Metrics

#Monitoring Methods

#Golden Signals

For every resource, monitor:

  • Latency: the time it takes to serve a request.
  • Traffic: the total number of requests across the network.
  • Errors: the number of requests that fail.
  • Saturation: the load on your network and servers.

#The USE Method

For every resource, monitor:

  • Utilization (% time that the resource was busy)
  • Saturation (amount of work resource has to do, often queue length)
  • Errors (count of error events)

#The RED Method

For every resource, monitor:

  • Rate (the number of requests per second)
  • Errors (the number of those requests that are failing)
  • Duration (the amount of time those requests take)

#Actual Metrics

#Latency (Request Service Time)

Latency is the time it takes a system to respond to a request. Both successful and failed requests have latency and it’s vital to differentiate between the latency of successful and failed requests. For example, an HTTP 500 error, triggered because of a connection loss to the database might be served fast. Although, since HTTP 500 is an error indicating failed request, factoring it into the overall latency will lead to misleading calculations. Alternatively, a slow error can be even worse as it factors in even more latency. Therefore, instead of filtering out errors altogether, keep track of the error latency. Define a target for a good latency rate and monitor the latency of successful requests against failed ones to track the system’s health.

#Traffic (User Demand)

Traffic is the measure of how much your service is in demand among users. How this is determined varies depending on the type of business you have. For a web service, traffic measurement is generally HTTP requests per second, while. In a storage system, traffic might be transactions per second or retrievals per second.

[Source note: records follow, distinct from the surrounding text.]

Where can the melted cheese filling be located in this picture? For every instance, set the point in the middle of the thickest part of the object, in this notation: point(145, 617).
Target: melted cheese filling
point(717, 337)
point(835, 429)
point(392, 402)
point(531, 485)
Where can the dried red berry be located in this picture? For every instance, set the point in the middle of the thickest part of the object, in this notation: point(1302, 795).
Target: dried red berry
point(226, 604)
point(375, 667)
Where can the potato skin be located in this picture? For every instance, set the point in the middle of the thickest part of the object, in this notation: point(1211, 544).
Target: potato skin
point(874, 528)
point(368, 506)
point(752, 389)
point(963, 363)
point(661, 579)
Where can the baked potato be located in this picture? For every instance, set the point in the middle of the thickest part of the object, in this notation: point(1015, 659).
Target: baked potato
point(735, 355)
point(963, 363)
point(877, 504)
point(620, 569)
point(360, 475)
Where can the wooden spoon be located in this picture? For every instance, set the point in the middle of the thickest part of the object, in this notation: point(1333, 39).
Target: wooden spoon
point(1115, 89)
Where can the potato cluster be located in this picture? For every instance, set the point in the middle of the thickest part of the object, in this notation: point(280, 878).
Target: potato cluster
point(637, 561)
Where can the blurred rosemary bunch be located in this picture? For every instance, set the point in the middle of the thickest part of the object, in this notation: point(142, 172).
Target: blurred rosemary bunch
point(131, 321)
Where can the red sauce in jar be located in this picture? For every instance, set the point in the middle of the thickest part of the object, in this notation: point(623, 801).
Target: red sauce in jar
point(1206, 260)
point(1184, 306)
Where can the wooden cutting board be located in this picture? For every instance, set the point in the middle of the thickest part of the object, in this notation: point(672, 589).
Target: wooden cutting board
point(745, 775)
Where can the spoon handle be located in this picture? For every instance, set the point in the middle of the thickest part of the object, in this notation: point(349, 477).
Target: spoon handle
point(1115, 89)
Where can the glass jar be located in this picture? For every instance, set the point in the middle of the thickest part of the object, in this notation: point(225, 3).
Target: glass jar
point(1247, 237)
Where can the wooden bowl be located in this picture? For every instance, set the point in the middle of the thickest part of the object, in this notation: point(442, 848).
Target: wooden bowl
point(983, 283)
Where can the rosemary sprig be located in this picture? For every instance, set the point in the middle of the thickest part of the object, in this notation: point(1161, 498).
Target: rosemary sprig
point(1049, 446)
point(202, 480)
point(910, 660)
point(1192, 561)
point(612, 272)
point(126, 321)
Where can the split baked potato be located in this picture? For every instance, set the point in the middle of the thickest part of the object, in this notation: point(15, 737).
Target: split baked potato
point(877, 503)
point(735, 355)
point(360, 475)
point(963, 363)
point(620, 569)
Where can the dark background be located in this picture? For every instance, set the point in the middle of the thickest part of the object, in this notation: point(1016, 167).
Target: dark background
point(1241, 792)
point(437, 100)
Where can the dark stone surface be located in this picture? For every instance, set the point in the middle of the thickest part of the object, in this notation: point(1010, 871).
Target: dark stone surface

By monitoring user interaction and traffic in the service, SRE teams can usually figure out the user experience with the service and how it’s affected by shifts in the service’s demand.

#Errors (Rate of Failed Requests)

Error is the rate of requests that fail in any of the following ways:

  • Explicitly: for example, HTTP 500 internal server error.
  • Implicitly: for example, HTTP 200 success response coupled with inaccurate content.
  • By policy: for example, as your response time is set to one second, any request that takes over one second is considered an error.

#Saturation (Overall Capacity of the System)

Saturation refers to the overall capacity of the service or how “full” the service is at a given time. It signifies how much memory or CPU resources your system is utilizing. Many systems start underperforming before they reach 100% utilization. Therefore, setting a utilization target is critical as it will help ensure the service performance and availability to the users.